How Segmentation Connects to Other Underwriting Controls

Network segmentation is most effective as part of a layered control environment. Underwriters evaluate it alongside:

Endpoint detection and response. EDR on endpoints provides visibility into lateral movement attempts even when segmentation slows them down. Segmentation and EDR are complementary: segmentation limits movement, EDR detects it. Our post on EDR and cyber insurance covers what underwriters require.

Multi-factor authentication. MFA on accounts that can cross segment boundaries is particularly important. If a privileged account that has access to multiple segments is compromised, MFA is a critical control on the blast radius. Our post on MFA and cyber insurance covers deployment and documentation requirements.
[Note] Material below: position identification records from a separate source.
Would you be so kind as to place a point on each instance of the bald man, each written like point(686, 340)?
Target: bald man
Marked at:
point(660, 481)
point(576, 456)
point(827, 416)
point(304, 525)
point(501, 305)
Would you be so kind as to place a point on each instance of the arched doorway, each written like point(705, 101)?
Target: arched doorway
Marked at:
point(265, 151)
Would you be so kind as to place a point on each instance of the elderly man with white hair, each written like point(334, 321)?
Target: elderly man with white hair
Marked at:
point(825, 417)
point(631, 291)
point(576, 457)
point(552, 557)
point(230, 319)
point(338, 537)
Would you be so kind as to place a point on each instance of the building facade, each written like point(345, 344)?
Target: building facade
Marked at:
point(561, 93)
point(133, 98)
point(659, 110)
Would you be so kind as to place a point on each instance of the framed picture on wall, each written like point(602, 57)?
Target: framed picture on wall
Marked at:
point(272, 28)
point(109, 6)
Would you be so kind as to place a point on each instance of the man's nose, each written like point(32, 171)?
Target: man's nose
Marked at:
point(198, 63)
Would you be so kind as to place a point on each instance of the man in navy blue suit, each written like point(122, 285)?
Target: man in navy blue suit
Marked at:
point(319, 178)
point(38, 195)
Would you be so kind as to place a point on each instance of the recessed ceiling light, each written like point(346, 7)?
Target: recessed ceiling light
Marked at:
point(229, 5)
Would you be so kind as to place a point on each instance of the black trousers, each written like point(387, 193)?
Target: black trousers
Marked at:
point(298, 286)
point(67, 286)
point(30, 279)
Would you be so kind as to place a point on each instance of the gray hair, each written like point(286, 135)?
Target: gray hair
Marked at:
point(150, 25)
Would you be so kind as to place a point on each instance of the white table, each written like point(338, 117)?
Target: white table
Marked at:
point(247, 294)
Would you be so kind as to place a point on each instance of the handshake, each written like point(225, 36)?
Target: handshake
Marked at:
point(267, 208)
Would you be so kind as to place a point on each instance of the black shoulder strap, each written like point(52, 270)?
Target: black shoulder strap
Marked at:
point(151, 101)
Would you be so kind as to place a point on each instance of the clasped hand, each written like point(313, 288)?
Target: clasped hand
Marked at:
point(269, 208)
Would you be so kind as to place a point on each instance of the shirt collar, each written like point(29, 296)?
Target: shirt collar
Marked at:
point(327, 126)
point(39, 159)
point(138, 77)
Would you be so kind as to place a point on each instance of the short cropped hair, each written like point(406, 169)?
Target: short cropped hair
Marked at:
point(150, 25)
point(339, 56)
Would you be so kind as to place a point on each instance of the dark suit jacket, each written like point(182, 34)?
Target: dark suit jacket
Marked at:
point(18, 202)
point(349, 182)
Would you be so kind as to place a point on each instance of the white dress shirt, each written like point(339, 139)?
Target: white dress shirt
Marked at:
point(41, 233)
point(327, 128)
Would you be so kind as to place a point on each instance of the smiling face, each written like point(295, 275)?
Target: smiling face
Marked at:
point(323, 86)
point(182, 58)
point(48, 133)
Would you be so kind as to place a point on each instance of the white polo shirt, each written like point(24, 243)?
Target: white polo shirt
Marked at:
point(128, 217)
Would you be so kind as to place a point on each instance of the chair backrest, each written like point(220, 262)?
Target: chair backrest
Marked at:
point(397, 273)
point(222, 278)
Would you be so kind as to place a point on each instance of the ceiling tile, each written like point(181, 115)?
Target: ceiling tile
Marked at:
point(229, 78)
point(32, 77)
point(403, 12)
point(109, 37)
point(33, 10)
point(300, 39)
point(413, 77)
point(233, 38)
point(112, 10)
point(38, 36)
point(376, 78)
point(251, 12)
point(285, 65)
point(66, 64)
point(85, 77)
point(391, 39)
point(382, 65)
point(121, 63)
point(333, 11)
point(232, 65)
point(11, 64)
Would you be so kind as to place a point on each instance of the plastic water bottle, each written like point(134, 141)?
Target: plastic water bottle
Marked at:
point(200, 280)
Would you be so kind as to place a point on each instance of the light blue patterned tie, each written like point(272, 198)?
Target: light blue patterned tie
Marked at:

Vulnerability management. Unpatched systems in any segment are a potential entry point. Segmentation limits spread from a compromised system but doesn’t prevent initial compromise. Our post on vulnerability management and cyber insurance covers what underwriters verify.

Privileged access management. Accounts with access across multiple segments are high-value targets. PAM controls on those accounts reduce the risk of lateral movement through privileged credential abuse.

The full picture of what underwriters evaluate is covered in The Security Controls Underwriters Check Before They Quote You.


Frequently Asked Questions

Is network segmentation required to get cyber insurance?

Not universally required for smaller accounts, but it is expected at most carriers for mid-market and enterprise accounts, and specifically asked about for manufacturing, healthcare, utilities, and defense contractors. For smaller businesses, a flat network may not be a barrier to coverage but it will factor into pricing.

What is the difference between segmentation and a firewall?

A perimeter firewall controls traffic between your internal network and the internet. Network segmentation controls traffic within your internal network. They are complementary controls: the firewall protects the perimeter, segmentation limits lateral movement once an attacker is inside. Many organizations have strong perimeter firewalls but flat internal networks, which is exactly the gap ransomware exploits.

Do underwriters scan for network segmentation?

Not directly in most cases. External security scans carriers conduct as part of underwriting can identify some network architecture signals, but internal segmentation is generally attested on the application. For larger accounts, underwriters may request network diagrams or technical documentation.

How does segmentation affect ransomware claims?

Segmentation is one of the factors that most directly affects ransomware claim severity. Organizations with effective segmentation tend to have more contained incidents, shorter recovery times, and lower total losses than those with flat networks. This is reflected in both pricing and how underwriters evaluate the risk.

What does IT/OT segmentation mean in practice?

It means that systems controlling physical equipment, such as PLCs, SCADA systems, and industrial control systems, are on a separate network from corporate IT systems like email, file servers, and business applications. Communication between the two environments is controlled and logged. In highly sensitive environments, a unidirectional gateway or data diode allows data to flow in one direction only, preventing any path for a threat actor to move from IT into OT.



Network segmentation is one of the controls that most directly affects how a ransomware event plays out. Organizations that have it contain incidents. Those that don’t tend to have much larger claims. Documenting your segmentation posture before renewal gives your broker the evidence to present a stronger risk to underwriters and negotiate better terms.